In an announcement last week, the Murray Hill, N.J.-based company said it didn't admit any wrongdoing as part of the settlement, which is subject to final court approval.
The cases involved 54 separate lawsuits, including a consolidated shareholder securities class-action lawsuit in the U.S. District Court in Newark, N.J., which alleged that the company violated federal securities laws and related state laws. The claims are in connection with the company's 1999 and 2000 financial reporting periods, when Lucent suffered a major decline in its stock price.
"This settlement puts all pending shareowner and related litigation behind us," CEO and Chairman Patricia Russo said in a statement. "By resolving these legacy issues, we can put all of our energy into running the business and continuing to re-build shareowner confidence in the performance of this company."

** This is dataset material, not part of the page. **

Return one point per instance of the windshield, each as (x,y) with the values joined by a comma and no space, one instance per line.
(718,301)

Under the agreement, Lucent will pay $315 million in common stock and/or cash and will issue about $100 million worth of stock warrants that will allow holders to purchase an equal number of shares of common stock at a strike price of $2.75. Lucent will also pay about $5 million for the cost of settlement administration, while its insurance companies will pay about $148 million into the settlement fund.

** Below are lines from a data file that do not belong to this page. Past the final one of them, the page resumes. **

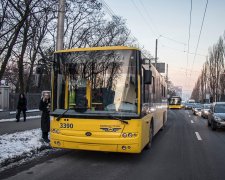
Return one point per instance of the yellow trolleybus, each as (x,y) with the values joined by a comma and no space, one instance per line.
(106,99)
(175,102)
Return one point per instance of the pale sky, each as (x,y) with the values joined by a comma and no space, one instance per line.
(148,19)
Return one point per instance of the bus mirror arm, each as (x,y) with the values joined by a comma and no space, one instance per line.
(121,120)
(61,115)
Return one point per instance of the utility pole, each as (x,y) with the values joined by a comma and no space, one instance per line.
(167,73)
(156,49)
(60,26)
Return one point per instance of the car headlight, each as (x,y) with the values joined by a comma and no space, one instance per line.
(217,118)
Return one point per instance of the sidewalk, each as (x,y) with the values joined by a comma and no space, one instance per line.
(11,115)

Lucent will take a charge in the second quarter of fiscal 2003 of approximately $420 million, or 11 cents per share, to pay for the settlement.
Bill Price, a company spokesman, said about $70 million of the settlement could eventually be returned to the company from fiduciary insurance companies. That would reverse part of the charges being taken by the company.

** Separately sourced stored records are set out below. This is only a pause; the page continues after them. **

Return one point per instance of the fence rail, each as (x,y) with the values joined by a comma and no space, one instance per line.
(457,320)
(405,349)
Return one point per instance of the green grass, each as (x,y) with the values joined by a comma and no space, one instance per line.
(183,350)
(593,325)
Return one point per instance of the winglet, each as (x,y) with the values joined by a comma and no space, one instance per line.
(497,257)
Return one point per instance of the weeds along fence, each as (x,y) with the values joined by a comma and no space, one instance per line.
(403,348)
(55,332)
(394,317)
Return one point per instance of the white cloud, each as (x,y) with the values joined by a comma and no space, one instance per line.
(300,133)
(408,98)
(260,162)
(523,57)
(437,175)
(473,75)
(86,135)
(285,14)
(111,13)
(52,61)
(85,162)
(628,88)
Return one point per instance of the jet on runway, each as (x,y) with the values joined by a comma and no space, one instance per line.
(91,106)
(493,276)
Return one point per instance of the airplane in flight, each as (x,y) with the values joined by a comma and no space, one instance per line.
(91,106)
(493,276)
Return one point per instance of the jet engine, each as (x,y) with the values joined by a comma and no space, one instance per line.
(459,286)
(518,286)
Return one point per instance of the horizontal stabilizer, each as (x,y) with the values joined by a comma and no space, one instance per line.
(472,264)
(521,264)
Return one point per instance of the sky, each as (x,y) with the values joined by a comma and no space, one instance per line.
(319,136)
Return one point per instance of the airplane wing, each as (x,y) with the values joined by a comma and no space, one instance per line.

He said the settlement is expected to take about 18 months to complete. "This is a very complex and large-scale settlement, so these things do take time."
The settlement will help the company close an uncomfortable chapter in its history and at least give it a chance at recovery, said Jeff Kagan, an independent telecom analyst in Atlanta. "Lucent dodged this big bullet," Kagan said."This was a potential nightmare for Lucent, and if they had lost, not only would it have been a huge distraction, but it would have been financially fatal."
Lucent, which has been hit with a string of layoffs, is "not the same company that we knew two or three years ago," Kagan said. "It's a shadow of its former self."
But though the settlement is costly, it does mean shareholders will get certain money and the company "at least can now plan and project and work this into their strategy," he said. "It's no longer the big unknown."